James Edgar (w) [translator ?], Tony Weare (a) [with some hack], Mundo de Aventuras (first series) # 1201: "A História de Vinc Bill," [sic] September 28, 1972.
Those who read The Crib regularly know that I don't have a lot of respect for comics publishers and comics editors (small wonder, with examples like these), but it goes without saying that there are some exceptions like the great Héctor Germán Oesterheld (let's not forget that he was also a publisher; that's, of course, the only explanation to the question: how is it even possible that such stories were published back in the 1950s?). Chris Oliveros is another one, and let's not forget those guys at L'Association and Sins Entido and Frémok and Christian Humbert-Droz and Gary Groth and Kim Thompson (I miss you Kim!) and... and... I would not put those responsible for the second series of Mundo de Aventuras in the same league (far from it), but the fact is that they were responsible, during the 1970s, for three Matt Marriott comic books that respected the original material denying Mundo de Aventuras' terrible past (see below).

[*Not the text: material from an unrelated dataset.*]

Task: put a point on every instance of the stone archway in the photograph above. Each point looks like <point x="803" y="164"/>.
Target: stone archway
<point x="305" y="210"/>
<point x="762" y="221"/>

Tony Weare, Mundo de Aventuras (second series) # 23: "Uma Nota de Dez Dólares," March 7, 1974 (the issue reprints "A Ten Dollar Bill," [London] Evening News, May 9, 1972 - September 7, 1972). There's a Portuguese fanzine (or prozine) reprinting all the Matt Marriott strory arcs, but about that, the less said, the better.

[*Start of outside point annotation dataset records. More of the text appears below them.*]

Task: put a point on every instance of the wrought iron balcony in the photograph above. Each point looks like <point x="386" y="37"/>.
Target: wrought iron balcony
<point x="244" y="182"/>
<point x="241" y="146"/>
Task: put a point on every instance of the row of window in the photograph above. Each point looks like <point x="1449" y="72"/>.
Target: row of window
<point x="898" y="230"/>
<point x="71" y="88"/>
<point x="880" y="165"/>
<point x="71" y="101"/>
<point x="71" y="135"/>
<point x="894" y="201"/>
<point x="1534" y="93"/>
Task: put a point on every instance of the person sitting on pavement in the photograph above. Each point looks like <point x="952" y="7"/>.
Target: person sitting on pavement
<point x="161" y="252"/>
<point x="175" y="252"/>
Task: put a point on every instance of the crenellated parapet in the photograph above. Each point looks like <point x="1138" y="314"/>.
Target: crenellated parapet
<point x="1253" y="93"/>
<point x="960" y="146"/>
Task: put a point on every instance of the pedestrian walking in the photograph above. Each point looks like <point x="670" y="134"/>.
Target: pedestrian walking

When I was in my teens I loved Matt Marriott (strangely enough I loved Tony Weare's style - I also loved the work of Eric Parker, by the way), but I couldn't realize what to me today seems painfully obvious: as good as Eric Parker's drawings are Buck Jones isn't Matt Marriott. It's the difference between a childish, manichean, racist, comic book and an adult, complex comic strip. It's as simple as that.
Friday, January 15, 2016
This Art Form Deserves To Die
Advertising in the Previews Catalog for volume 27 (!) of the Modesty Blaise comic strip reprint collection by Titan Books, September 2015.
Imagine that all the world's museums (The National Gallery in London included) despised the work of Francisco de Goya or William Turner being full of mediocre crap instead. Imagine that publishers shunned the work of Marcel Proust or Virginia Woolf (that's... ahem... not that difficult to imagine because it's happening already). Imagine that the work of Ingmar Bergman or David Lean was completely ignored (again, that's... etc... etc...). You get my point.

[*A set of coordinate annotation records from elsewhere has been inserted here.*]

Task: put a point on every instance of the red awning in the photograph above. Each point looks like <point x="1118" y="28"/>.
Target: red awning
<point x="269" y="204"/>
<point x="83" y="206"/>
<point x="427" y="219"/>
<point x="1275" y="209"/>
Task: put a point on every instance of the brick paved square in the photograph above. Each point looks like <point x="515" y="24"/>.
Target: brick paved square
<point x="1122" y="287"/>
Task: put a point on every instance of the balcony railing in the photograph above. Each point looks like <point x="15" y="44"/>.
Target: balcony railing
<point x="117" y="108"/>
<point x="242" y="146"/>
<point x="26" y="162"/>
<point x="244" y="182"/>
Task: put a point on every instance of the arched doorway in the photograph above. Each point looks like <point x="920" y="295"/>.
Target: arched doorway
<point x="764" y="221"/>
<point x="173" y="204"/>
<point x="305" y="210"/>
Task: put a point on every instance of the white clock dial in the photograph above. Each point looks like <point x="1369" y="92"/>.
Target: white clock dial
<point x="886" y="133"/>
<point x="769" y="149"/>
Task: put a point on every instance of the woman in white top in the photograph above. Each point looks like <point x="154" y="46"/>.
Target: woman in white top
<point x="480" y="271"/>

Impossible? That's exactly what happens in comics.
Apart from the amateur publications of the ADCCC (All Devon Comics Collector's Club) no one else but Titan Books is reprinting British newspaper comic strips. And what does Titan publish, I hear you asking? Great newspaper comics series like Carol Day or Matt Marriott? Not at all! What Titan Books is publishing is crap like the one that you can see above.
Maybe they thought something like: "OK, enough mediocre pap! Let's do things right and publish all the seventy Matt Marriott story arcs." Unfortunately, no, they added crap to their already existing pile of crap as you can see below.
As I repeatedly said on this blog: this art form deserves to die!
Advertising in the Previews Catalog for a volume reprinting four James Bond comic strip story arcs published by Titan Books, October 2015.